Meat & Livestock News

Enhancing Cattle Productivity with Phosphorus Supplementation

Farmer cattleman walking through domestic animals farm with tablet and observing cows.

Phosphorus (P) plays a crucial role in cattle nutrition, with its deficiency leading to significantly reduced productivity. This issue is particularly prevalent in northern Australia, where soil and pasture phosphorus deficiencies are widespread. The Meat & Livestock Australia (MLA) has released an updated manual titled “Phosphorus Management of Beef Cattle in Northern Australia (Second Edition)”, providing evidence-based solutions and recommendations for addressing phosphorus deficiency in cattle.

The manual underscores that effective phosphorus supplementation can yield substantial productivity and profitability benefits for producers.
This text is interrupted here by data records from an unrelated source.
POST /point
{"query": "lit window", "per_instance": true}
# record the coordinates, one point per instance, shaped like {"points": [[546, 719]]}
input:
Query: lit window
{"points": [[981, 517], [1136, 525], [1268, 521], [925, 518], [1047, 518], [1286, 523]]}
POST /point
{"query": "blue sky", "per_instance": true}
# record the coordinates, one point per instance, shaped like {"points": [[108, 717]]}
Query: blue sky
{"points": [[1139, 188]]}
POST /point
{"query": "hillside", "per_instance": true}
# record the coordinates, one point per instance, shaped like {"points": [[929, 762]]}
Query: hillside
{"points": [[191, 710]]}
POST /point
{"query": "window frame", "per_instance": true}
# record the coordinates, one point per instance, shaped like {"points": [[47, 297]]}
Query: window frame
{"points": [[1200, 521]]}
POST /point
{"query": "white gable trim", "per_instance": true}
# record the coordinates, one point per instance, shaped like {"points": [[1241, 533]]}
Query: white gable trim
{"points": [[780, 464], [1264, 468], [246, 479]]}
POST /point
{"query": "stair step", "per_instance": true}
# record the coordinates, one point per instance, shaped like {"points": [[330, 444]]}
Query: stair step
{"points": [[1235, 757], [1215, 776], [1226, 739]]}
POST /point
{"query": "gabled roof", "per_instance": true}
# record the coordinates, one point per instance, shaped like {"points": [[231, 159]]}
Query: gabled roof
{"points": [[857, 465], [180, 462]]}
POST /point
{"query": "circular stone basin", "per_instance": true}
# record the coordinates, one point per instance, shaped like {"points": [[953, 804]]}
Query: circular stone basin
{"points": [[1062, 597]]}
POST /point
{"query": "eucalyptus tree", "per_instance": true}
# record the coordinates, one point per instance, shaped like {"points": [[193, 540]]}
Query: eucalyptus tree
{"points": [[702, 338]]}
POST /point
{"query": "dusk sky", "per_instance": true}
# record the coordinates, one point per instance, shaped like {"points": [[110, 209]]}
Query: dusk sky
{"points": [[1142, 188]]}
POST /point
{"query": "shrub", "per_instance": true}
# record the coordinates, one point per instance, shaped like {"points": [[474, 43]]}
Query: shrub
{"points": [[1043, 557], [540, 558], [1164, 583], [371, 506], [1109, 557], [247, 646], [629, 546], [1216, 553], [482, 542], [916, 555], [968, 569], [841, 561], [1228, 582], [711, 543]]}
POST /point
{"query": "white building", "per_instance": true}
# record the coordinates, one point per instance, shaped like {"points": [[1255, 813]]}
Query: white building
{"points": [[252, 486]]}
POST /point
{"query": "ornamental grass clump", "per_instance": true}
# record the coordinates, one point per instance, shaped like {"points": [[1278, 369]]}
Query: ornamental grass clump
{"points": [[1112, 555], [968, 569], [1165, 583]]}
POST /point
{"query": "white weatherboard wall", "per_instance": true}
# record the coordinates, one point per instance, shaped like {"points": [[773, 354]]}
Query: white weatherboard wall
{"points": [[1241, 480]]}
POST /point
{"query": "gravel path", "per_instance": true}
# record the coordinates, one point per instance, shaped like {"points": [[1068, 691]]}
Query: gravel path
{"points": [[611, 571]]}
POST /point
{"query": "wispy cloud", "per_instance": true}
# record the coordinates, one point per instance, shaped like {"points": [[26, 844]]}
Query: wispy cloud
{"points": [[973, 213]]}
A lack of dietary phosphorus hampers feed and energy intake, leading to lower growth and reproduction rates, even if the diet is adequate in energy and protein. This impact is especially pronounced in weaners and cows during late pregnancy or lactation.

In areas deficient in phosphorus, supplementing breeding and growing herds with phosphorus offers a return on investment within one to four years. This depends on the stock class and the severity of the deficiency. Supplementing on acutely phosphorus-deficient soils is profitable, particularly when combined with best practice herd and land management.

The greatest economic benefit is observed when phosphorus is fed during the wet (growing) season in phosphorus-deficient regions.

Despite the presence of abundant green grass, cattle suffering from phosphorus deficiency may not fully utilise the available energy and protein in the pasture during the growing season. Supplementing with phosphorus over the wet season on deficient lands can lead to significant improvements:

  • Young growing stock can experience up to 90kg of additional growth above base growth.
  • Breeders can see weaning rates increase by 10–30%.
  • Mature breeders can maintain a weight advantage of up to 100kg over un-supplemented cows.

The benefits of effective phosphorus supplementation extend to various aspects of beef enterprise profitability. These include reduced mortality rates, earlier and/or heavier cattle sales, improved body condition scores of breeders, increased milk production, higher weaner weights and pregnancy rates, a greater proportion of heifers reaching critical mating weights at a younger age, and cow weights up to 100kg/head heavier.

This comprehensive approach to phosphorus management, as outlined by the MLA, highlights the importance of addressing nutrient deficiencies to enhance the overall productivity and profitability of cattle farming in phosphorus-deficient regions.